Arab foreign ministers to discuss Israeli settlements



“The international momentum does not seem to be affecting the Israeli position and maybe will not, so we will meet to decide what is to be done,” Moussa told a news conference. “It is now clear that the settlements issue will destroy any hope of peace and will break the course of Annapolis.”

Israeli officials have said Israel would allow construction within built up areas of existing Jewish settlements in the occupied West Bank, but would not expand beyond those areas — a position that could widen the rift in US-backed peace talks launched in Annapolis, Maryland, last month.

The Palestinians say the negotiations, the first in seven years, hinge on Israel committing to halt all settlement activity, including so-called natural growth, as called for under the long-stalled road map peace plan.

It was not immediately clear when or where the meeting will be held, but Moussa told the news conference: “We will have this meeting in a very short period of time.” The call for the meeting came from Saudi Arabia and Egypt, Moussa said, adding it will also discuss Lebanon.

“The Lebanese crisis is an Arab responsibility and we are holding talks not only with Lebanese officials but also with others,” he said. Hesham Youssef, Moussa’s chief of staff, told Reuters he was going to visit Lebanon in the near future. “The timing will be decided in a few days,” he said.

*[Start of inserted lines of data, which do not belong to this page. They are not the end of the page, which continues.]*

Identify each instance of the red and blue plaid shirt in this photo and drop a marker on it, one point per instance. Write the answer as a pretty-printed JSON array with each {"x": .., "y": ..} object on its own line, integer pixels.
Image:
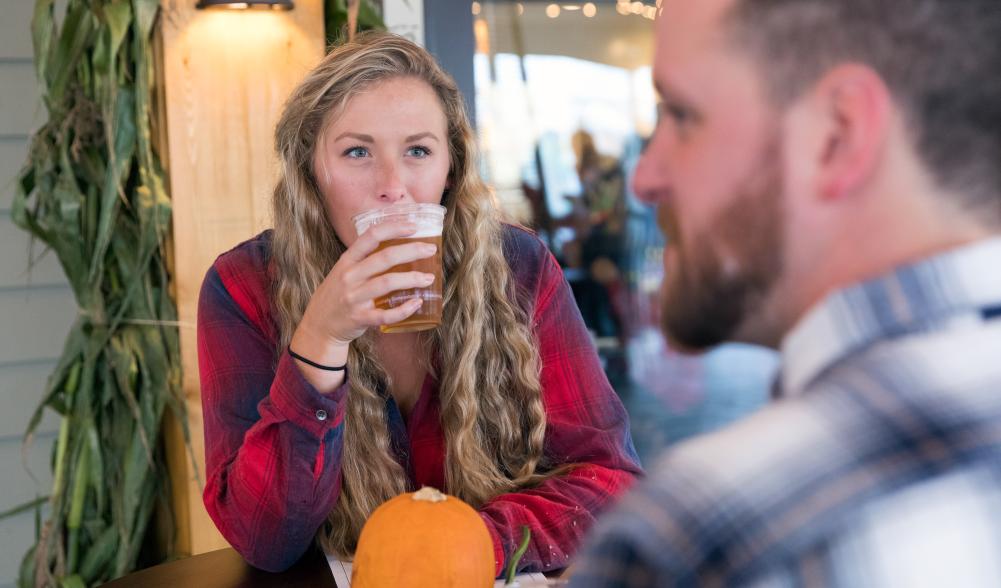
[{"x": 272, "y": 442}]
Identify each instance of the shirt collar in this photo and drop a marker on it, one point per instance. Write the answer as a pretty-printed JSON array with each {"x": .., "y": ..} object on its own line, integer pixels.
[{"x": 953, "y": 285}]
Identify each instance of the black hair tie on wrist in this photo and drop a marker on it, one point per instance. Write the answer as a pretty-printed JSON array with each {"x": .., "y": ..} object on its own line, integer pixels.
[{"x": 314, "y": 364}]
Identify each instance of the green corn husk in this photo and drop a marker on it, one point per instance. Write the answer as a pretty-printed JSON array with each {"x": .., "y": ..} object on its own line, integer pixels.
[
  {"x": 335, "y": 19},
  {"x": 92, "y": 190}
]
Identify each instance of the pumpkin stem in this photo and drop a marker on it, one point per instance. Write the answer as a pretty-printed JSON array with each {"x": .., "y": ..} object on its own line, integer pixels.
[
  {"x": 517, "y": 557},
  {"x": 428, "y": 494}
]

The top Palestinian security official, meanwhile, said his government was dismantling armed groups, including those connected to President Mahmoud Abbas’ Fatah party. “There is no Al-Aqsa Martyrs Brigades any more,” Interior Minister Abdel-Razak Al-Yahya told Voice of Palestine radio, referring to the group linked to Fatah.

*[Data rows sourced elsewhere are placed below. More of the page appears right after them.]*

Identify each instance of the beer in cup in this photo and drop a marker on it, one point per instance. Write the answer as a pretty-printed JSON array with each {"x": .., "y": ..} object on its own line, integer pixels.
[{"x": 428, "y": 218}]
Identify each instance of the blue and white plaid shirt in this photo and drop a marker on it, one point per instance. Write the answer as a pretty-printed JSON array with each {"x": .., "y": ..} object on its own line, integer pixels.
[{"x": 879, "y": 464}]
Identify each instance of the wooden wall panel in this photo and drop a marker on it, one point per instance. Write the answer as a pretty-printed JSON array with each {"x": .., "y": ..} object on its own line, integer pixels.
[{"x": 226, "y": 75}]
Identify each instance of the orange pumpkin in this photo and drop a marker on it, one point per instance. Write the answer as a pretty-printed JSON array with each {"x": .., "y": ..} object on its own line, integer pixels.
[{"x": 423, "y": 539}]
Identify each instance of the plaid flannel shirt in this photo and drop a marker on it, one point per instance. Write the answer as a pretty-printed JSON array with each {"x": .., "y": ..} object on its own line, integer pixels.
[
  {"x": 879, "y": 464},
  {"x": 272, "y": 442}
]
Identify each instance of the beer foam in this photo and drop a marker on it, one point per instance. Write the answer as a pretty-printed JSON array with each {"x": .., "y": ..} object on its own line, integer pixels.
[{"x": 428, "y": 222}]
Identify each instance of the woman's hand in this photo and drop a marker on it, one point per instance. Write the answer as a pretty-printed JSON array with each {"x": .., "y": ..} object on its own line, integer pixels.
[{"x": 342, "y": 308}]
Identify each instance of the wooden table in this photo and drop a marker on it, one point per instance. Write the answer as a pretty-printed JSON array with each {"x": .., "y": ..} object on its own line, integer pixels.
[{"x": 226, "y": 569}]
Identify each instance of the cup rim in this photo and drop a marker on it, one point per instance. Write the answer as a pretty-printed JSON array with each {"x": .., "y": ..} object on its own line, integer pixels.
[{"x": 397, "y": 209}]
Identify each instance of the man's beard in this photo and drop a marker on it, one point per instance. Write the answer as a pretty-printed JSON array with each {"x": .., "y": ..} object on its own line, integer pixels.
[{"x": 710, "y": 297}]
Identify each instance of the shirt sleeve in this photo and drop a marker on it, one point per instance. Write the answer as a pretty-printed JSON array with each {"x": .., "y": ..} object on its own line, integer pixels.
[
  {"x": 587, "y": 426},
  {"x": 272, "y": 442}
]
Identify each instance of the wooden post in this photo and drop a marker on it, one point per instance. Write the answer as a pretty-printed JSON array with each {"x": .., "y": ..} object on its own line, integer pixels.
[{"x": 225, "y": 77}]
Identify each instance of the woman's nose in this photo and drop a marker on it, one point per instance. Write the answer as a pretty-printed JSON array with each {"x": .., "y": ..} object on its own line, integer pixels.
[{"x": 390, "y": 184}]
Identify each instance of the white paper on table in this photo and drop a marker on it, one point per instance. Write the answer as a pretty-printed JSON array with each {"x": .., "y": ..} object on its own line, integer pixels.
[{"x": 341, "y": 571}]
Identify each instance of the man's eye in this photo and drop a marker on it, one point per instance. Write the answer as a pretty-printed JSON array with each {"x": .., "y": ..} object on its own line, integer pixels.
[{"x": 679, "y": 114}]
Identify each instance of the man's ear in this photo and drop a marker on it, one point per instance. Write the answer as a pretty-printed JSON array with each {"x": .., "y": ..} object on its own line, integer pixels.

Yahya vowed to exert broader security control a day after Palestinian fighters killed two off-duty Israeli soldiers who were hiking near the West Bank city of Hebron. Two fighters were also killed in the gunbattle.

Israel arrested at least five Palestinians in the Hebron area following the shooting, the army said.

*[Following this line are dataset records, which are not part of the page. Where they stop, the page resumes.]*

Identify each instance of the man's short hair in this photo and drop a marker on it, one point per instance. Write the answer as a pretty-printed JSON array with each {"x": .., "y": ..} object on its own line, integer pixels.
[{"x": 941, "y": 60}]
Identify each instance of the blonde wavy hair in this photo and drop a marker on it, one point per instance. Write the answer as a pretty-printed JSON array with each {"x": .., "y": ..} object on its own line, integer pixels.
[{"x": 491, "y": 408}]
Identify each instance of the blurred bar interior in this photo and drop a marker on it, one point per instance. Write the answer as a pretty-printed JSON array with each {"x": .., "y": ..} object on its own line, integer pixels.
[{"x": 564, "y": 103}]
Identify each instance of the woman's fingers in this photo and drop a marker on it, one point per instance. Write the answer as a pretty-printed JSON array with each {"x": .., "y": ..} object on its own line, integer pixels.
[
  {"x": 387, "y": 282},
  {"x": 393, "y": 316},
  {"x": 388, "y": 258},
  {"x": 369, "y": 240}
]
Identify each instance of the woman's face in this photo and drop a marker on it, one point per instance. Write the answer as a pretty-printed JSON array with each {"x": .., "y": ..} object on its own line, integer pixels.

Palestinian security officials said Abbas’ security crackdown in the Israeli-occupied West Bank was focusing largely on Hamas members, who seized control of the Gaza Strip in June after routing Abbas’ forces there.

The officials said the Al-Aqsa Martyrs Brigades largely agreed to go along with the government’s security plan in the West Bank without putting up a fight.

Israeli officials and some Al-Aqsa units, however, say the group remains active.

Abbas and Israeli Prime Minister Ehud Olmert agreed in Annapolis to launch negotiations with the goal of reaching a statehood agreement by the end of 2008. But Israel has said it will not implement any agreement until the Palestinians meet their obligations under the road map to rein in fighters in both the West Bank, where Fatah still holds sway, as well as Hamas-controlled Gaza.

Tensions between the factions remain high, particularly in the Gaza Strip, where Hamas barred Abbas’ supporters from holding an anniversary rally for Fatah on Tuesday. Fahmi Al-Zarir, Fatah spokesman in the West Bank, said Fatah would defy the ban. Yahya said Abbas’ Western-backed government was “working to dismantle” other armed groups besides Al-Aqsa, although he did not spell out how that would be accomplished.

“We wish they (other groups) will respond positively and follow Al-Aqsa’s example,” Yahya said.

He stopped short of threatening to deploy his forces against those who resist the clampdown, but said: “We will impose law and order.”

Western diplomats say Abbas forces have taken serious steps in parts of the West Bank to impose law and order, and to crack down on Hamas fighters. But the diplomats questioned the government’s ability to disarm Fatah militias on a larger scale, noting Al-Aqsa’s decentralized command structure.